What's Wrong with the Case AGAINST Shorter Working Time? II

2. The fallacy claim 

An example of the fallacy claim appeared in an opinion piece by Kristian Niemietz, "When Paternalism Meets Bogus Economics: The New Economics Foundation's 21 Hours Report," published by the Institute of Economic Affairs, which bills itself as "the U.K.'s original free-market think-tank." According to Niemietz:
This is not ‘new economics’, but a rephrasing of the old lump-of-labour fallacy, the idea that the amount of work which is ‘required’ in an economy is somehow fixed and can be redistributed ‘justly’…

The case for work-sharing rests on a number of assumptions. Demand for working hours must be largely fixed; work must be easily divisible; and the work of one person must be a close substitute for the work of another person. When these conditions hold, an employer will be indifferent between employing A for 40 hours, or employing A and B for 20 hours each. But when the conditions are violated, then work-sharing imposes additional costs per working hour, and the quantity of hours demanded can decrease – the ‘scale effect’.
The second and third assumptions attributed by Niemietz to the case for work-sharing are gratuitous. Work is divisible and workers are substitutable for one another in principle. What Niemietz is indirectly getting at with his two extra assumptions is the idea that reducing the hours of work will necessarily increase labour costs. That conviction is based on the unstated assumption that current arrangements of working time are optimal or at least closer to optimal than would be a more evenly-distributed arrangement of hours. He presents no evidence to support his optimistic assessment of the status quo.

Niemietz's polemic thus boils down to two disconnected assertions about what advocates believe, and the optimality of current arrangements, for which he presents no evidence. As Daniel Kinderman (2001) has pointed out, the "fixed amount" in the generic fallacy claim could represent either a "floor" or a "ceiling." Niemietz relies on a "floor" explanation: higher labour costs will reduce the demand for labour below what it would otherwise be (the floor) . Other versions of the fallacy myth use a "ceiling" argument, in which advocates of shorter work time are alleged to neglect the long-term job creation prospects of economic growth.

There are numerous explanations of the supposed fallacy. Each begins with a plausible molehill of analysis and inflates it into a mountain of dogma.
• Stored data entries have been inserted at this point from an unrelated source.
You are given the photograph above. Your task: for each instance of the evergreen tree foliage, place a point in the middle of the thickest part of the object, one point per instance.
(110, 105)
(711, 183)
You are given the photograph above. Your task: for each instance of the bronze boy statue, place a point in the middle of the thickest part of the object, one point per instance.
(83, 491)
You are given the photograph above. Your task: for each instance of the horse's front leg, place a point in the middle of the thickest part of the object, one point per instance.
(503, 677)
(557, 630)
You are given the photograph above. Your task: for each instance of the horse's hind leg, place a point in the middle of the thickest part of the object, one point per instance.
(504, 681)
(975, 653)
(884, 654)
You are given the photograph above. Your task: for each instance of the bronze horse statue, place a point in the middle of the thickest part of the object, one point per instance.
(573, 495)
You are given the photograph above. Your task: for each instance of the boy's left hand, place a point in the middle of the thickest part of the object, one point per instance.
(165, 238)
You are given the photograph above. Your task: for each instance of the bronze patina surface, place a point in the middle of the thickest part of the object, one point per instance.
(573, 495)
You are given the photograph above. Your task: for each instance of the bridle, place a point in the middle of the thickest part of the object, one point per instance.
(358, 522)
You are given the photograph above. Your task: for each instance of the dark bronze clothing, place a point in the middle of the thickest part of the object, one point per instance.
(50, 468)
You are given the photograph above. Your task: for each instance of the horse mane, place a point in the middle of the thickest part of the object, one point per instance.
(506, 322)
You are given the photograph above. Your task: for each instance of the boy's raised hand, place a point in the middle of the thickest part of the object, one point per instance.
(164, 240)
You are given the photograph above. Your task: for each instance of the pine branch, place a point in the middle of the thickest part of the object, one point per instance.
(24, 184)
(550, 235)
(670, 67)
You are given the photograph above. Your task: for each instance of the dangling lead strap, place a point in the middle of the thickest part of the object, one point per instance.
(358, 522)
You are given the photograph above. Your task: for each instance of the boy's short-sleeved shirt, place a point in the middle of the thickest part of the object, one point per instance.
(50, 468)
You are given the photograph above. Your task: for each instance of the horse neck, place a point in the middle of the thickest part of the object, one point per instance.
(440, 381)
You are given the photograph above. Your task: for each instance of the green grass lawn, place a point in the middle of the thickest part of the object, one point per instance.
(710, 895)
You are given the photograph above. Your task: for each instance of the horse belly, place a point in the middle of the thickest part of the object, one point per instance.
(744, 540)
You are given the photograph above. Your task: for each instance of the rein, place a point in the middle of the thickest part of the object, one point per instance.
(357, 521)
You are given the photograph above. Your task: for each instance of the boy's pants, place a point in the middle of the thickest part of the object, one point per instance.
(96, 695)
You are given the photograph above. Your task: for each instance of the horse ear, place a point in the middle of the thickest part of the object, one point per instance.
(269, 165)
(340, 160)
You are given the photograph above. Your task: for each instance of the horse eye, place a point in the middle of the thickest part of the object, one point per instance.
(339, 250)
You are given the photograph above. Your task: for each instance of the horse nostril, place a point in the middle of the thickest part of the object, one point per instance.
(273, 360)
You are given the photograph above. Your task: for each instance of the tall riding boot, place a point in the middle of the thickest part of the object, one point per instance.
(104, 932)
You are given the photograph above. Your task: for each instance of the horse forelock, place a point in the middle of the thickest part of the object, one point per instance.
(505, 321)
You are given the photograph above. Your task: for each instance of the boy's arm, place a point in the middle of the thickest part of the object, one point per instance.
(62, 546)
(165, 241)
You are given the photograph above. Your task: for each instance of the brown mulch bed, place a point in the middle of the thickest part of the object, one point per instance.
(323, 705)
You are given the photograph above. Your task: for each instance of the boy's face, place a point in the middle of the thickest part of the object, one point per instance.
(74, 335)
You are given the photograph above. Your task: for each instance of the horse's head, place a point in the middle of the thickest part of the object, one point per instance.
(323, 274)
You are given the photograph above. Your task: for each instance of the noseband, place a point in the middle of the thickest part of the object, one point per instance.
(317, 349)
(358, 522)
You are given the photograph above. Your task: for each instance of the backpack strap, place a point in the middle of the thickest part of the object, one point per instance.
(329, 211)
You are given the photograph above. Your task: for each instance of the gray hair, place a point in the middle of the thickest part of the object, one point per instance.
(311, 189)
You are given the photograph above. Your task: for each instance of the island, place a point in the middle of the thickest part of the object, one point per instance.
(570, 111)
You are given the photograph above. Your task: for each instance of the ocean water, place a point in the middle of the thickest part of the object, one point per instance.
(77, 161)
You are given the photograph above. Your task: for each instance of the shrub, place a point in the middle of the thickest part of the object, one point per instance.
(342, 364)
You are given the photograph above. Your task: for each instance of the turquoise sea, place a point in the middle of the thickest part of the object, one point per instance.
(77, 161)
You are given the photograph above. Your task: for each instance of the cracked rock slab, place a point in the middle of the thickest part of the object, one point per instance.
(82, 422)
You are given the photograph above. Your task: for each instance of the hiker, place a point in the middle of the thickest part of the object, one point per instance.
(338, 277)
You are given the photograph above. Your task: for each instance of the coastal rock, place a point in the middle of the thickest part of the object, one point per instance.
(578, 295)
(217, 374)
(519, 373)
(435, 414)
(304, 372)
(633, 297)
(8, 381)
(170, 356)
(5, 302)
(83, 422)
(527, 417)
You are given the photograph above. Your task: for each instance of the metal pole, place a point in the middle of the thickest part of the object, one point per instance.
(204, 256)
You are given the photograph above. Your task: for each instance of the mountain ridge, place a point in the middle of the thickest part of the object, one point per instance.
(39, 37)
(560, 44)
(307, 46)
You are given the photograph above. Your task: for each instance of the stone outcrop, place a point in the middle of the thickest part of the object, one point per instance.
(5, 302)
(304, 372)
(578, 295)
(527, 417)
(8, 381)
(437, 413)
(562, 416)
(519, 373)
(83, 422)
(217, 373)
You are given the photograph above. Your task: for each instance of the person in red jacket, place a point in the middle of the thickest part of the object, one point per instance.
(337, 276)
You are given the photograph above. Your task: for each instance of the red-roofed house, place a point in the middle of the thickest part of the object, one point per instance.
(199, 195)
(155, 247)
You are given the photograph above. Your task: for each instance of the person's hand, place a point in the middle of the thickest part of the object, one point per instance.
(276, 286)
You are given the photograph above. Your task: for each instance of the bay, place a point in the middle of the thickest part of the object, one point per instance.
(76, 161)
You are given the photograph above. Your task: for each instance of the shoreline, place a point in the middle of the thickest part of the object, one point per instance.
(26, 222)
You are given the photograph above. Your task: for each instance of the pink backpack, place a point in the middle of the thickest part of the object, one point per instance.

Tucked in behind that surfeit of rationales is a set of propositions that are typically left unstated in current polemics. Unlike the fallacy claim, these propositions are not conjecture; there are more than enough documented affirmations of them to piece together a representative profile – which turns out to be a mirror image of the case for work time reduction. They are the assumption that, if true (but only if true), would vindicate the claim that the case for work-sharing is based on the assumption of a fixed amount of work:
  • the economy does self-adjust to achieve the best of all possible worlds (or, if it doesn't, the proper role of governments and central banks is limited to stimulating growth and controlling inflation);
  • there are no physical constraints on the sustainable consumption of natural resources;
  • unemployment and overwork are the "revealed preferences" or income/leisure choice of individuals; and, finally,
  • any policy interference with the optimizing, self-adjusting process of market choice (other than stimulating growth and controlling inflation) can only make things worse.